Speaking through Zoom, she shared the work that’s been going on at SEAS.

“Labs are a really critical part of the undergraduate science and engineering experience,” she said. “It’s a chance to interact firsthand with what students have been learning in lectures - how you gather data, where theory comes from, and how to be a resilient problem solver. This hands-on experience in the lab was life-changing for me, and it is for many students.”

SEAS has more than a dozen lab courses, not including capstone projects, over several departments.

“We're trying to think about how to translate the take home benefits of working with robots, with reactors, and making radios. How do you take those ideas the students get in the lab and get them to physically take them home with them?”
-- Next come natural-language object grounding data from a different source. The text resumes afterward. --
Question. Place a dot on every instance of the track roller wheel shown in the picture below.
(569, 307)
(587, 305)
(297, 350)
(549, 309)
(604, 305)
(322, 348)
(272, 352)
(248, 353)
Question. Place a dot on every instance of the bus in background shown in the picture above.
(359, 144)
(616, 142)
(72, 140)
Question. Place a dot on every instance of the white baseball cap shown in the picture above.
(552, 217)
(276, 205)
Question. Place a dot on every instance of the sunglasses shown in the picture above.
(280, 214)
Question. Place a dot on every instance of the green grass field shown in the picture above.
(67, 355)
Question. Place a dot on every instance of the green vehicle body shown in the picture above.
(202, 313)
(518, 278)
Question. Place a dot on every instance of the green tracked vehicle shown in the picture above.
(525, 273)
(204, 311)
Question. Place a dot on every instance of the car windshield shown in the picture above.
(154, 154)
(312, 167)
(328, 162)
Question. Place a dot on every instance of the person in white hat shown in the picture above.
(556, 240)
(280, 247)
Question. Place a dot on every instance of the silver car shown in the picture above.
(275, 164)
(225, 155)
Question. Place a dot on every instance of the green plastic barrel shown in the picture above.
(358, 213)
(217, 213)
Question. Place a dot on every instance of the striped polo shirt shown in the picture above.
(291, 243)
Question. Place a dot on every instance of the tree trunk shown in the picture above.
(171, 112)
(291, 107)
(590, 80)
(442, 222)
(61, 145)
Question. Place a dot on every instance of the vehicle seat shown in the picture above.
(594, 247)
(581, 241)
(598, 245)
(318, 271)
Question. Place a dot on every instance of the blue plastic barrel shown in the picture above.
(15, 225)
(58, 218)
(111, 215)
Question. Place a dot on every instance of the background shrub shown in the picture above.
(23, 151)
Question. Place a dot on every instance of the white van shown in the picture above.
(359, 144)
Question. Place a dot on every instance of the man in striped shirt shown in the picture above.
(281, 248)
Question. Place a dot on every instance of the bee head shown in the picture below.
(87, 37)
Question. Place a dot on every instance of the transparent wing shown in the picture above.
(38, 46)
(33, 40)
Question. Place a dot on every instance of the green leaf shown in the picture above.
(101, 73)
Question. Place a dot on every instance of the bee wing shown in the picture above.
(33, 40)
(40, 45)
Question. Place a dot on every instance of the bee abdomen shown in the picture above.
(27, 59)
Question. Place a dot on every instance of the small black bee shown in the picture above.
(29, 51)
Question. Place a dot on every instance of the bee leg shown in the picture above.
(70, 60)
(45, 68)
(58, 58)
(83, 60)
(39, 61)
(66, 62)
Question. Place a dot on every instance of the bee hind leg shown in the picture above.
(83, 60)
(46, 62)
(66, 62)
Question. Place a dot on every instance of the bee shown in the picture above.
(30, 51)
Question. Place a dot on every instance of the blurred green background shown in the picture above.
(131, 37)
Going Beyond the Standard Curriculum

Schilling described setting up the remote desktop so students could have access to software they need. They set up mobile recording studio, with one stationary webcam and one mobile for recording experiments. They filmed video demonstrations  with existing data, including all the remaining experiments for Chemical Engineering 412.

“In some cases, we didn’t run t whole experiment, like the membrane separation with oxygen - that’s not the most riveting thing to watch, and the students can look at the data and analyze it. The important thing for us was to show where the existing data came from.” 

They have data from previous years, but Schilling said they used data collected by students earlier in the class wherever they could.

“We decided it would be a pretty good community feeling for the students to actually share their data from earlier in the term, so if something came up, they knew which students they could talk to. The stress of this whole situation going on globally, it feels good to do something and letting the students pitch in and be there for each other is a good thing.”